Comment by Zizizizz
2 days ago
I would assume he means creating a foreign key relationship from the posts and users table. Doesn't rails or prisma have a SQL migration tool? (Upon looking it looks like it's Active Record)
So the equivalent of
`rails db:migrate` after doing what you suggested in the interview. You could write in SQL as..
``` ALTER TABLE posts ADD COLUMN user_id INT, ADD CONSTRAINT fk_user FOREIGN KEY (user_id) REFERENCES users(id); ```
I don't know if that's what he was after but that's what my mind jumped to immediately. I'd recommend learning a bit as sometimes I've found that orms can be a lot slower than writing plain SQL for some more complex data fetching.

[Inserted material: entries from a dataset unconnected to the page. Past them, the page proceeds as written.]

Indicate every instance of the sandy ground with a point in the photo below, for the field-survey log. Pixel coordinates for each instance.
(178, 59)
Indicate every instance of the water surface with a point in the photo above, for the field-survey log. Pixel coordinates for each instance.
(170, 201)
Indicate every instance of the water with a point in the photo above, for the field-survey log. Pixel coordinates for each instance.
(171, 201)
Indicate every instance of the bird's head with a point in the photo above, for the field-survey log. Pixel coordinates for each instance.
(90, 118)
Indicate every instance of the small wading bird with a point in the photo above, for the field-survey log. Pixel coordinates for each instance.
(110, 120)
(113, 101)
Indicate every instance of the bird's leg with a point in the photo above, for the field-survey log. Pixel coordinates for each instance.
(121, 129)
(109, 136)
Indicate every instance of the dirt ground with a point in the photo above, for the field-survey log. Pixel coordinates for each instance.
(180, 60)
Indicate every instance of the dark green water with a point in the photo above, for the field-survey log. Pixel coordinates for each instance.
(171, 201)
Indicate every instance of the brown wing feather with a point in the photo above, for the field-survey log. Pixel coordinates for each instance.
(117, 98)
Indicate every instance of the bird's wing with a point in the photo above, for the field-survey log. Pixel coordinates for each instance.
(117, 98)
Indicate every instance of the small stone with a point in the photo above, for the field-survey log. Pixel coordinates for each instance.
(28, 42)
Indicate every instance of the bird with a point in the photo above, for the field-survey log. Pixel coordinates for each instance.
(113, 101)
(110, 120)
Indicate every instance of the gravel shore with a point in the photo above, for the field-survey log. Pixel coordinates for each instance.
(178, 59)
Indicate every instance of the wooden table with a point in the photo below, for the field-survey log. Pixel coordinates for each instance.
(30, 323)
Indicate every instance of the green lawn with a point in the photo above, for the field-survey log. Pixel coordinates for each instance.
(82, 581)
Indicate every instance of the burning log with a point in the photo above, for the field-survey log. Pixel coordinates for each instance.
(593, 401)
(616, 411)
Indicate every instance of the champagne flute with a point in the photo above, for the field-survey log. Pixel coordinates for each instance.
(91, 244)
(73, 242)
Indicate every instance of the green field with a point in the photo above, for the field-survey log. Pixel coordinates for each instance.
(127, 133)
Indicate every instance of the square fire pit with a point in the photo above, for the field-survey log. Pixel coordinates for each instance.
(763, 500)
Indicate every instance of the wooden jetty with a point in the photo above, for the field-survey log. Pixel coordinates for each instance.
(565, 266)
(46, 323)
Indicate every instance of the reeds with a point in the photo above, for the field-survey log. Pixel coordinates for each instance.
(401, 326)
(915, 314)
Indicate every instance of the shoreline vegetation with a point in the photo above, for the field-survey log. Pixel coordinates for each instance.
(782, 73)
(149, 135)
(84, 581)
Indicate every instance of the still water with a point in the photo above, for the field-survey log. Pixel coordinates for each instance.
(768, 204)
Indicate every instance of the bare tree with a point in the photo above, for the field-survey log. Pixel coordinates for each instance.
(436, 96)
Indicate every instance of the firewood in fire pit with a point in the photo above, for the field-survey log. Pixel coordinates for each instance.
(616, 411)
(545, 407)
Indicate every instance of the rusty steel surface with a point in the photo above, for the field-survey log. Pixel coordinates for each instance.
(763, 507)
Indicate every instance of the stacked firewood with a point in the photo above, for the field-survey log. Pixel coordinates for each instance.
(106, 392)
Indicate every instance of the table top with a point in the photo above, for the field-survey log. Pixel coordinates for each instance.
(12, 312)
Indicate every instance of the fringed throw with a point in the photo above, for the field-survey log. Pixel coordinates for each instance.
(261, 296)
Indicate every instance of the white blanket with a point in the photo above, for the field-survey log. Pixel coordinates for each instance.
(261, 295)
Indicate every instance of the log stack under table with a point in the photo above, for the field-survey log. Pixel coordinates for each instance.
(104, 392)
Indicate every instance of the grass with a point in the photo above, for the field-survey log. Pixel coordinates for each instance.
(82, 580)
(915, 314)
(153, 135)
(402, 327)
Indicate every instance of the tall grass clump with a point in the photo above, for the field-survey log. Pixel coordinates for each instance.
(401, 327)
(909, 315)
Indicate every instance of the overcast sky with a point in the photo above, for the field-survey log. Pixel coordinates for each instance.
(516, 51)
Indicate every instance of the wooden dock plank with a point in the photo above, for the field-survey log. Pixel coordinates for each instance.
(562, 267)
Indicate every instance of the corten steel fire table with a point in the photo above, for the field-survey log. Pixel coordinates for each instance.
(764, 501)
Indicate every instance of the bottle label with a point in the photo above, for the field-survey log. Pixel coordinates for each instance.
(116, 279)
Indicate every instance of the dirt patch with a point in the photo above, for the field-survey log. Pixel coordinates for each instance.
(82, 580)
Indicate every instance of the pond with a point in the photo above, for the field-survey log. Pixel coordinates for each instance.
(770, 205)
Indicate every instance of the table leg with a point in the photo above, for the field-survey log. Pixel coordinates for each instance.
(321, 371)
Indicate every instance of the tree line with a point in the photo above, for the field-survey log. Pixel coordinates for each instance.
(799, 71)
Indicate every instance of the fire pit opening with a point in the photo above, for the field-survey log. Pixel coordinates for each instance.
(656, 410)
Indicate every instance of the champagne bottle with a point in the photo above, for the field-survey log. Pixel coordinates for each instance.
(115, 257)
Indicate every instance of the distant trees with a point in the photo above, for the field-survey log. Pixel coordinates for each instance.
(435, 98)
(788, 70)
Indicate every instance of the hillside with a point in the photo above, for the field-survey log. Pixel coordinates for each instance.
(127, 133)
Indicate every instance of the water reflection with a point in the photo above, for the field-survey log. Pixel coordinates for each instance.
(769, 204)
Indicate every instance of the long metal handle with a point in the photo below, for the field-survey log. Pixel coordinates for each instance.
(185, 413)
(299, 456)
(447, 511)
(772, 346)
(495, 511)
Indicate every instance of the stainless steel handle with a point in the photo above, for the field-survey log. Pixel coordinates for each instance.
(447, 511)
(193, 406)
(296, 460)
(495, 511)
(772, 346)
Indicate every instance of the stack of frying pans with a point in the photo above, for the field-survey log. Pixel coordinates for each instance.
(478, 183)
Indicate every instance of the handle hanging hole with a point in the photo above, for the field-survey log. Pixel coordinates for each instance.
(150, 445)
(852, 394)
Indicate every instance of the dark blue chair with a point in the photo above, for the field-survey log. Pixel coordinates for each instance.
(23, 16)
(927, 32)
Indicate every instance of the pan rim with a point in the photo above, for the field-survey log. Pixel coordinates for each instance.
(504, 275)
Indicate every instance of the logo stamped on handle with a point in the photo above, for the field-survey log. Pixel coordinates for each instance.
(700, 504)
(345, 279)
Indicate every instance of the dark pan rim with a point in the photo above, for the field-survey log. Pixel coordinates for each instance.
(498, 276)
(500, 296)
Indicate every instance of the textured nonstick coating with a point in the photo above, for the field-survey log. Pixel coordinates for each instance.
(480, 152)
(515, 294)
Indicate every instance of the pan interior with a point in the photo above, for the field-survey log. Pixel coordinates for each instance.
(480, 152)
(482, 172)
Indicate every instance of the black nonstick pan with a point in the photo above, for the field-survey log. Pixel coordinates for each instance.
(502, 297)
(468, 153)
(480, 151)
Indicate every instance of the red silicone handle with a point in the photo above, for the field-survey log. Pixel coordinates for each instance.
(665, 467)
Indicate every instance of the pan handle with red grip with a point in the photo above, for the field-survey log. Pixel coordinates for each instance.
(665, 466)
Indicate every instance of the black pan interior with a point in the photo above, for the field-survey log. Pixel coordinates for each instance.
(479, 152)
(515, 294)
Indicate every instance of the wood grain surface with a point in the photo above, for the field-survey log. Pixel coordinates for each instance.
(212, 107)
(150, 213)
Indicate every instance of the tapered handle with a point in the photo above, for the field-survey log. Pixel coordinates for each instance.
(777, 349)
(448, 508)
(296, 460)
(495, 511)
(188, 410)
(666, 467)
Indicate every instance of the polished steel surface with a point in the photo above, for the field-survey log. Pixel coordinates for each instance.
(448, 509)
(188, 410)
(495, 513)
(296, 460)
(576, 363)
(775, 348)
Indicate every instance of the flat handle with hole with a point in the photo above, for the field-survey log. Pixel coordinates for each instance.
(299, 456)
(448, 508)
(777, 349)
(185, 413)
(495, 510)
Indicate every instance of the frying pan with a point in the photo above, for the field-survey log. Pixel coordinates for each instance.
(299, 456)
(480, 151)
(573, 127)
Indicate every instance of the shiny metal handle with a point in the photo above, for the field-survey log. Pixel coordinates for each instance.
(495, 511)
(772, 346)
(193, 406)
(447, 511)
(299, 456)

I’ve written manual SQL for years in previous roles, but because I haven’t touched it in 6 months I’d have had to double check how to write that with a quick google. It’s just a bad interview technique to require write learned syntax.
I agree but lots of companies do similar things in their interview processes so we just have to know everything I guess.
What’s more likely is you get lucky one day and the company that hires you is the one that happens to have asked you the questions you brushed up on recently, rather than the company that’s the best fit.
Or if you have the luxury to choose, which can happen later in your software engineering career, you can simply turn down companies with bad interview processes. Personally I’m a fan of this method, but it’s a luxury for sure.
1 reply →
Thanks! I think I was (conceptually) missing the constraint/references part. Prior to that I had only worked with firebase and Mongo so I was just like "OK so I just put userID column on post table right?" and apparently no, not right, lol.
What's nice about prisma and hasura is that you can actually read the sql migration files generated, and you can set the logging to a level where you can read the sql being run when performing a query or mutation. I found that helpful to understand how sql is written, but since I'm not actually writing it I can't claim proficiency. But I can understand it.